Rusya ve ABD merkezli güçler arasında süren dolaylı savaş, ittifak ve güç ilişkilerini yeniden tanımlıyor ya da düzenliyor. Bu bakımdan DSG'nin Suriye'de izlediği denge politikasında bir kısım zorunlu değişikliklere gidecektir. Geçmişte olduğu gibi Suriye'de rekabet halinde olan uluslararası ve bölgesel güçler arasında denge stratejisine göre hareket etme koşulları bulunmuyor. Efrin olayında olduğu gibi bu 'denge' politikasının zeminin kaybolduğunu ve bundan ısrarın da kaybettireceğini gösterdi.

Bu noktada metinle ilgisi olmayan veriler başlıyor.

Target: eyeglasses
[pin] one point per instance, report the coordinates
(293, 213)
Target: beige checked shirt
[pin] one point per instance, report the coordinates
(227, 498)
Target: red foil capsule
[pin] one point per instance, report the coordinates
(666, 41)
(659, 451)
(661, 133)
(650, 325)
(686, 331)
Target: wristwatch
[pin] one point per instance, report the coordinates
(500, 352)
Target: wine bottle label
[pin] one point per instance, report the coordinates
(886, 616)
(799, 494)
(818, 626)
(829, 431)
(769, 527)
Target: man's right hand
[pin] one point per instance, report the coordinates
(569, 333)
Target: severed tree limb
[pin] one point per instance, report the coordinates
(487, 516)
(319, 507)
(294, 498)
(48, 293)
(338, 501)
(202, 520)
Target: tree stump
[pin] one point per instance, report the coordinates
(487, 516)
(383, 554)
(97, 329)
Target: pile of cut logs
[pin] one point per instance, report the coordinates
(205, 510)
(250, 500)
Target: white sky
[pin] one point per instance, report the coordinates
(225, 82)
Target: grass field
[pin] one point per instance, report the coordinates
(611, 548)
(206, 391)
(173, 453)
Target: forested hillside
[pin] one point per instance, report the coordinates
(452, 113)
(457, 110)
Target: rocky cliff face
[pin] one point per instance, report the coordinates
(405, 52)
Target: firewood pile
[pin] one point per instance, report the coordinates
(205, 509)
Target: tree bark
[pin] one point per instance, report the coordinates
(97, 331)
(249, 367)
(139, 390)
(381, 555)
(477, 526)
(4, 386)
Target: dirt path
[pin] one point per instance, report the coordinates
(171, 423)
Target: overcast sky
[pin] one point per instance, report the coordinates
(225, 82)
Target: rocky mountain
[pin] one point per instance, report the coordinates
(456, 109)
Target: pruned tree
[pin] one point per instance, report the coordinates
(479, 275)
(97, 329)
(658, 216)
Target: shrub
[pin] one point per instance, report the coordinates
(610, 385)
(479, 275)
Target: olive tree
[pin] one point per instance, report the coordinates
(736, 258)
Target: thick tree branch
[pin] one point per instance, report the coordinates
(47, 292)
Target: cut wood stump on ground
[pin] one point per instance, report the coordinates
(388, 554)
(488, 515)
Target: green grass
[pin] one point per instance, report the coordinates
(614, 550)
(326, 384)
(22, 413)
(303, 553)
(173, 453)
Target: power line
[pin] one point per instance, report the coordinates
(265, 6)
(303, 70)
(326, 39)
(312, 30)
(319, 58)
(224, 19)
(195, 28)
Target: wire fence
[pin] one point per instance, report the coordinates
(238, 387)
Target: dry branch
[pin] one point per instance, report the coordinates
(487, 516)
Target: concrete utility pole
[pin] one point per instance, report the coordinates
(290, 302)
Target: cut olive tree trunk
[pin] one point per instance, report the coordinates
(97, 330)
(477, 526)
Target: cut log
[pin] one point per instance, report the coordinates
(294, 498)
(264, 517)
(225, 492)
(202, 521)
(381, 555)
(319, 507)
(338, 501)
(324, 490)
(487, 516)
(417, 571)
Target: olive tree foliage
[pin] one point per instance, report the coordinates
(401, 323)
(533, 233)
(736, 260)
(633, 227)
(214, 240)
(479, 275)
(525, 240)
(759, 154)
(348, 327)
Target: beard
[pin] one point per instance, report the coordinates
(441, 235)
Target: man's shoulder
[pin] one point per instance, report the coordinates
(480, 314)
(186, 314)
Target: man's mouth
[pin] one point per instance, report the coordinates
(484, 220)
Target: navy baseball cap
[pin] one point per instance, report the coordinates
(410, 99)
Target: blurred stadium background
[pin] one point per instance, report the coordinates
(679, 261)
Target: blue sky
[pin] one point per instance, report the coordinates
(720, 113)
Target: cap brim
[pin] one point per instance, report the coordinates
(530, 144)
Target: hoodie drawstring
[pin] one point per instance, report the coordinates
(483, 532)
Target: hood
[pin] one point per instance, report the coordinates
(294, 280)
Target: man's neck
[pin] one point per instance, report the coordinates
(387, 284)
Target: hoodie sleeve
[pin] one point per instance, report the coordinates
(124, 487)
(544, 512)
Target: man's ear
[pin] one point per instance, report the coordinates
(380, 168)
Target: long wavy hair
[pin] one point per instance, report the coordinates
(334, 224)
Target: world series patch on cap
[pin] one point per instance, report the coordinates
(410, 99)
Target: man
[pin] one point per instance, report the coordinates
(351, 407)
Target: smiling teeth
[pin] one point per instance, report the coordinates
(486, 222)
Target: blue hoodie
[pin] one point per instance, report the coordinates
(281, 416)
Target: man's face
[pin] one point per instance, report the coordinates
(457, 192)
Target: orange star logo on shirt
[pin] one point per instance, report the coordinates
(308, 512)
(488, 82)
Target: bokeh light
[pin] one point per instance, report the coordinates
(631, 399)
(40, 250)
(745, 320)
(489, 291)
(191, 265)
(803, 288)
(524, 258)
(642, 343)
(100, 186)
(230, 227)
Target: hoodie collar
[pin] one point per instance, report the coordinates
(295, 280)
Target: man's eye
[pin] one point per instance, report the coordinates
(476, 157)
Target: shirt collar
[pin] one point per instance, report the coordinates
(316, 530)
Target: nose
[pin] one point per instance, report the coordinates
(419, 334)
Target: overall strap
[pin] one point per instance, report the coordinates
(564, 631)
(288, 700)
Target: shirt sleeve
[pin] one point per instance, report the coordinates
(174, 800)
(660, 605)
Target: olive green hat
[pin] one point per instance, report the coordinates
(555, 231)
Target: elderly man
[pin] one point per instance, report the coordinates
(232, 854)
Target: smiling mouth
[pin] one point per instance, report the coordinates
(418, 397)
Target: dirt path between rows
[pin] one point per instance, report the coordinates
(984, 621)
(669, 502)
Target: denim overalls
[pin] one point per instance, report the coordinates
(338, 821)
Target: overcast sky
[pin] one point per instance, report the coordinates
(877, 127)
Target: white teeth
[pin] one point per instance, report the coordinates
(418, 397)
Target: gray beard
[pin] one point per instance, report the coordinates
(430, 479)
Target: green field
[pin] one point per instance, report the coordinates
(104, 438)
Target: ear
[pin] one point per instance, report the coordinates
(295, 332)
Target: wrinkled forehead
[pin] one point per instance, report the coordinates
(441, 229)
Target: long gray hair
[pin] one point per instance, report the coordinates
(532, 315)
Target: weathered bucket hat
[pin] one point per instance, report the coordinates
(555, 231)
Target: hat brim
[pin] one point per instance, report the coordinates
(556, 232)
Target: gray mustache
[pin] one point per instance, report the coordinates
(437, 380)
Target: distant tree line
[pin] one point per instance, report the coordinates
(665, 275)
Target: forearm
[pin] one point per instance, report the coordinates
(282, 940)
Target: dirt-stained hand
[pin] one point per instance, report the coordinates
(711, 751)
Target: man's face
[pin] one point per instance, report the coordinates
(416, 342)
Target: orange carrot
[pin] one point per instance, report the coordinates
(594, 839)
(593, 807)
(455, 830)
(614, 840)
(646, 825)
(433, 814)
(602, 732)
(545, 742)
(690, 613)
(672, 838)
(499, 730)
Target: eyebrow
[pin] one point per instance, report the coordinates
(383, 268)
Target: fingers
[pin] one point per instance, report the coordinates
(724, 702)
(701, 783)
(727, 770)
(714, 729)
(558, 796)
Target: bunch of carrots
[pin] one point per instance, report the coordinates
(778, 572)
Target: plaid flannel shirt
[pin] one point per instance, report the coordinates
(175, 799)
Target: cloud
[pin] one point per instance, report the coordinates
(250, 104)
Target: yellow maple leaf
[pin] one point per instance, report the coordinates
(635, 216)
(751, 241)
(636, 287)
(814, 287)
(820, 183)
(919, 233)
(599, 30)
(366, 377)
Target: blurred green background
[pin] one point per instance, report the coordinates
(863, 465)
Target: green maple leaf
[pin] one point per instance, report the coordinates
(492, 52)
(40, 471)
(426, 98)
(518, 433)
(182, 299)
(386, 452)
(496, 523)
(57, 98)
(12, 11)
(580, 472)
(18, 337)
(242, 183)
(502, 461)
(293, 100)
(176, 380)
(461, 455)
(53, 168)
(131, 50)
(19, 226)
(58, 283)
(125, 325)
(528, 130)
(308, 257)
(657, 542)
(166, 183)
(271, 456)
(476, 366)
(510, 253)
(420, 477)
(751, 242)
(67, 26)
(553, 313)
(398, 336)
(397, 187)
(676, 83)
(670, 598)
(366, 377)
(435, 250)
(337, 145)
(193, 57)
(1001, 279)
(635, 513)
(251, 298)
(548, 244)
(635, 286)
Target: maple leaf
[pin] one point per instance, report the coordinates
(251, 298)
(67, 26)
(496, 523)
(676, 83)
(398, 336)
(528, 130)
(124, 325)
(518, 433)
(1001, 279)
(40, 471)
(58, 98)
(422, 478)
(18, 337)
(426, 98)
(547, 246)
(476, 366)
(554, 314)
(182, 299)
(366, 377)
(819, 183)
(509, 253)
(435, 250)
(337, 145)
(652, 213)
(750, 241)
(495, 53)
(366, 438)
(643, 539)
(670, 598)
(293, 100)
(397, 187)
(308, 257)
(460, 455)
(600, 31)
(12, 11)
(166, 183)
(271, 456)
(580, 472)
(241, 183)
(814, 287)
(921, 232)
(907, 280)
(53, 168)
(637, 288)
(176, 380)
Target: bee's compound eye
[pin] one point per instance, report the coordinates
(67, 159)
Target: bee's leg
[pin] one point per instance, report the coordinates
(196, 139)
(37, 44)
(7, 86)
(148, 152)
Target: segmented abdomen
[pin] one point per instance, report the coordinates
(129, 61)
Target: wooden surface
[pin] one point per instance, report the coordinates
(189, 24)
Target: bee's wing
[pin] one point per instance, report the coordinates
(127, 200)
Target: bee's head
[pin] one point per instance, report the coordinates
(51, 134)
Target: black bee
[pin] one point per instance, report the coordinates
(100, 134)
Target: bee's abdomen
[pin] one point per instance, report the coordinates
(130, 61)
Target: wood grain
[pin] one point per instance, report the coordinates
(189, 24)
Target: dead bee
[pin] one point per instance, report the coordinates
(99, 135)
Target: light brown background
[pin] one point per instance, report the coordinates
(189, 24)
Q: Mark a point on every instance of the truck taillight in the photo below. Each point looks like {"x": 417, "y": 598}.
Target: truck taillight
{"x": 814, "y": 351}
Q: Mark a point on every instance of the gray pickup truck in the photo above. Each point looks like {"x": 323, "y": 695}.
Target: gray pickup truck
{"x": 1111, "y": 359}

Rusya ve İran ile denge politikasının kurulmasının koşulları fiilen ortadan kalktı. Önümüzdeki süreçte DGS,  ABD-Fransa merkezli yeni oluşan ittifak güçleriyle daha yakın bir politika izleyecekler gibi görünüyor. Efrin sürecinde ortaya çıkan ders; bölgede birbiriyle rekabet halinde olan iki güçle eş zamanlı dengeli bir ittifak oluşturmanın pek mümkün olmadığını ve bölgedeki stratejik çıkarlar için bir güçle ittifak yapılması gerektiği görüldü. Kimseye bağımlı olmamak iddiasıyla denge politikasını sürdürmenin kaybettirici bir etki yaratacağı açıktır. Bu nedenle Kürt merkezli DSG için ABD-Fransa ittifakı belirgin olarak ön plana çıkacaktır. Ayrıca Ankara'nın hem Menbiç hem de Fırat'ın Batısına yönelik yapacağı olası bir operasyonun engellenmesinin öncelikli yolu ABD-Fransa ittifakına daha güçlü dahil olma zorunluluğu ortaya çıkıyor. 
 
İslamcı örgütlerin El Bab, Cerablus ve Azez bölgesinde yapacakları olası saldırıların karşılığı olarak DSG'nin de buna karşılık El Bab üzerinde başlayarak Efrin'e doğru kayma olasılığı yüksek olan ve bir kısım alanların kontrolü için yeni bir sürecin oluşması sürpriz sayılmamalıdır. Bu bakımdan El Bab'daki gelişmelere, ABD ve Fransa'nın askeri tutumuna bağlı olarak Efrin'de çekilen DSG'nin El Bab'a girmesi ve Efrin sınırlarına girmesi sürpriz olmaz. Bu nedenle DSG'nin ABD-İngiltere-Fransa üçlüsünün bölgedeki izledikleri askeri ve politik stratejiyi doğru okuması ve buna uygun sonuçlar çıkartması önemlidir. Örneğin El Bab ve Efrin'in yeniden gündeme getirilmesinin ön koşulu, Rakka bölgesinde IŞİD karşı devam eden ancak duran operasyonların tamamlanması ve enerji yataklarının bütünlüklü olarak güvenceye alınmasıdır. El Bab ve Efrin bu sürecin bir parçası olarak yeniden gündeme gelecektir. İttifak yapılan güçlerin ne yapmak istedikleri, neyi hedefledikleri doğru okunduğu taktirde sonuç alınır, aksi taktirde yeni Efrinler gündeme gelir.